I have to admit that my having Attention Deficit Disorder (ADD) has not always been such a pleasant experience for my family. I can be scattered and forgetful. I start things with great intentions—but even the greatest intentions don’t guarantee that projects actually get done. So they stack and collect dust in the “someday” corner . . . you get the idea.
I felt a little better when I learned I may be in good company. Some say that the artist Pablo Picasso, authors Emily Dickinson, Ralph Waldo Emerson, and Virginia Woolf, and composer Wolfgang Amadeus Mozart had ADD. Henry Ford, Malcolm Forbes, Lewis and Clark, Jim Carrey, Alexander Graham Bell, Thomas Edison, and Albert Einstein have been considered by certain experts as having this mental . . .
Whatever you call it, ADD’s a label: Attention Deficit Disorder describes symptoms and struggles across a spectrum.
But a label does not define a person. We are often quick to classify others before considering how Scripture defines each of us. Psalm 139 defines each life as unique, thought of, important, wonderfully complex, marvelous, and precious. In contrast, we label people medically, physically, emotionally, mentally, relationally—forgetting that people are more than just labels.
I was reminded of this just the other day.
Mirrors and Musings
Years ago, I began to write notes to myself. I taped a Sharpie marker to my bathroom mirror and made lists. This practice has saved me from many mistakes or mishaps over time. I have listed countless things, but the most valuable have been related to character development. Currently, in big, bright red letters I have written:
- How do you want to be remembered?
- What is most important?
- What act of courage did I achieve today?

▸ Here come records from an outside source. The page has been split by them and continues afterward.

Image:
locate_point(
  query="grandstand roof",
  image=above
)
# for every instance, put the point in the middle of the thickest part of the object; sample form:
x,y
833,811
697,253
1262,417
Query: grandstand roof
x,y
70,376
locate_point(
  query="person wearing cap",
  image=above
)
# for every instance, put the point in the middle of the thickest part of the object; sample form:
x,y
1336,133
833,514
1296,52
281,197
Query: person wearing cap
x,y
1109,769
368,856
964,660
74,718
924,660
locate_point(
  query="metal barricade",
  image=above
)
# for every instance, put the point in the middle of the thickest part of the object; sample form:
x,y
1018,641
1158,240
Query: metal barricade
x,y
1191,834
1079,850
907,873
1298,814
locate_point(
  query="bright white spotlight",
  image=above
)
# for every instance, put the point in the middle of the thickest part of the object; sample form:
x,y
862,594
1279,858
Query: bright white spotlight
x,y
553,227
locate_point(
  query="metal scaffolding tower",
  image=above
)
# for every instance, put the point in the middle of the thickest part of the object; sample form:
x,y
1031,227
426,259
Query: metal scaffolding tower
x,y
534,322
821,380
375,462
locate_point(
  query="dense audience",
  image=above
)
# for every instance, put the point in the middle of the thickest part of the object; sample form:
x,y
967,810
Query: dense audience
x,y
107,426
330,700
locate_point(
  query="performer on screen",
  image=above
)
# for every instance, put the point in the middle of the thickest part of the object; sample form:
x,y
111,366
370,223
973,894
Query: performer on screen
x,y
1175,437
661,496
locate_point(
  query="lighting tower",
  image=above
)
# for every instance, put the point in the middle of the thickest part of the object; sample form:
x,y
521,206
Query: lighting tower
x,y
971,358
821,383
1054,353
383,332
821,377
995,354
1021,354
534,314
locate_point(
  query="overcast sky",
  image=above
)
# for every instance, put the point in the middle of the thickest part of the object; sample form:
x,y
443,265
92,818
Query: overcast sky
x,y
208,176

- Was I clear, courageous, considerate?
In the past, I have written verses, character qualities to develop, and many other ideas that test the popular talk of society.
What I had not realized is that my kids took notice, because I found they, too, had taken a Sharpie to their bathroom mirrors . . . even though they don’t have ADD.
One day, I needed tissue, and the boys’ bathroom was the closest. I visit their bathroom like I visit the Emergency Room—only when the situation is critical. But while stretching to reach the box of tissue without touching anything else, I spotted these character development challenges on my son’s mirror:
- Be a leader.
- Do the right thing.
- Don’t be lazy.
- Learn to play.
- Work now, play later.
Recently I saw that my daughter had written these words from 1 Corinthians 13 on her mirror:
Love is patient and kind. Love is not jealous or boastful or proud or rude. It does not demand its own way. It is not irritable, and it keeps no record of being wronged. Love never gives up, never loses faith, is always hopeful, and endures through every circumstance. (1 Corinthians 13:4–5, 7 NLT)
What Reflects Our Worth Most of All
Because of my mirror-writing habit, stemming from what culture considers my human flaw, my kids have picked up some wisdom about mirrors—the best mirrors reflect our development and character, and they focus on God rather than on our fleeting outward appearance.
We need to remember and remind ourselves of our inherent value and worth in God’s eyes rather than listen to human voices telling us what to treasure and what to label. It’s time to trash the labels—those we wear and those we place on others—and instead treasure the truths Christ communicates about us in His Word.
If you were to pick up a Sharpie and write on your mirror some messages to remember, would they reflect who God made you to be? What are you telling yourself these days?
I challenge you: pick up a Sharpie. Then tell me who you really are.